Analyzing the DC Housing Market - August, 2017

Choropleth Closing Prices by ZIP Code

The Data

One of my favorite DC blogs is POPville - written by the Prince of Petworth himself, Dan Silverman. While skimming through posts earlier this week, I noticed an entry containing data on August, 2017 DC home and condo sales compiled by Kevin Wood, a local Realtor. True to form, I couldn’t wait to dig into it and see what I could learn about the city’s real estate market!

Preparing the Data

I downloaded the Excel version of the data set from the POPville post and imported the data into RStudio for my analysis. To get things going, I created a dataframe with the sales data, and also created a new column to calculate the difference between closing prices and list prices.


fill <- "dodgerblue4"
line <- "grey22"

sales <- read_excel("YOUR_PATH/August2017Sales.xls", col_types = c("text", "text", "numeric", "numeric", "numeric", "numeric", "numeric", "numeric", "date"))
sales <- mutate(sales, sale_diff = close_price - list_price)

Then, I grouped the information in ZIP code buckets, averaging the core data points across all the sales in each ZIP. With this done, I could start to dig into the numbers for each ZIP code in the city!

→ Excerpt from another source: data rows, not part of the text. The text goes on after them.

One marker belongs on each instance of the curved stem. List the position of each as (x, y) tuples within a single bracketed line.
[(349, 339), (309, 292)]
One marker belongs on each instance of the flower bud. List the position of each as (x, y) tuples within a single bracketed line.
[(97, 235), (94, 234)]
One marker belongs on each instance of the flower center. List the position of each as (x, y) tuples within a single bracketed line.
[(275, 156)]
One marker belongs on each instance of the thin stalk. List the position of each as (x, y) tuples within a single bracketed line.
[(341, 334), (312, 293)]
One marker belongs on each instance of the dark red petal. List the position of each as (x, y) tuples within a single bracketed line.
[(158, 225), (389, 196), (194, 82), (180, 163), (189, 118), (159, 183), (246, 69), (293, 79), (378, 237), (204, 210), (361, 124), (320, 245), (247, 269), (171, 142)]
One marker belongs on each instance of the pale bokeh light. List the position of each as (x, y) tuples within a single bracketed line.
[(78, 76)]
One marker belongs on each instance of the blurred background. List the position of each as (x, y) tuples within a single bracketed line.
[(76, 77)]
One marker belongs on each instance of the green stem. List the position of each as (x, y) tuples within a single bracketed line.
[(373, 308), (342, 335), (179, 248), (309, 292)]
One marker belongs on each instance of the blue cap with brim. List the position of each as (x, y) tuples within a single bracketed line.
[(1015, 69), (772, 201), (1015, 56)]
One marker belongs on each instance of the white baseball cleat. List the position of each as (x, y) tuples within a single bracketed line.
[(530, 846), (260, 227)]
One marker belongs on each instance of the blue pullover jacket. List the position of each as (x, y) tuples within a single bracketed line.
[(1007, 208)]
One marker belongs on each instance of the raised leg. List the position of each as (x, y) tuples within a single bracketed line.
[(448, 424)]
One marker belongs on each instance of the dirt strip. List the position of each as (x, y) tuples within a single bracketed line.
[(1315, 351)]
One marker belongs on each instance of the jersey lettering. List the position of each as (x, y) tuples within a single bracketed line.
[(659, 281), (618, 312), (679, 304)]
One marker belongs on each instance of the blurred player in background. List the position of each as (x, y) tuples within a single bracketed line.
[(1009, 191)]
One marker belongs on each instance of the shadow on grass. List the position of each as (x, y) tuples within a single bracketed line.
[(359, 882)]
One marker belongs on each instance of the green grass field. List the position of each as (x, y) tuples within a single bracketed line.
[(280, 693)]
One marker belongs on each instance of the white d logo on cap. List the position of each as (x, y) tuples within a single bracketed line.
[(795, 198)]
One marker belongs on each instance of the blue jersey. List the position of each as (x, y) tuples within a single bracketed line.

g_zip <- sales %>% group_by(zip) %>% summarise(count = n(), avg_list_price = mean(list_price), avg_close_price = mean(close_price), avg_subsidy = mean(subsidy[subsidy>0]), avg_bd = mean(bd), avg_bath = mean(bath), avg_half_bath = mean(half_bath), max_close_price = max(close_price), min_close_price = min(close_price), avg_sale_diff = mean(sale_diff))


Sales Data by ZIP Code

Average Sale Price by ZIP Code

plot_zip_prices <- ggplot(data = na.omit(g_zip), aes(x = reorder(zip, -avg_close_price), y = avg_close_price, fill = avg_close_price)) + geom_col() + scale_y_continuous(name = "Average Close Price", labels = comma) + ggtitle("Plot of Average Close Prices Across DC Zip Codes") + labs(x = "ZIP Code") + scale_fill_gradient(low = "light grey", high = fill) + theme_bw() + theme(legend.position="none", axis.text.x = element_text(angle = 90, hjust = 1))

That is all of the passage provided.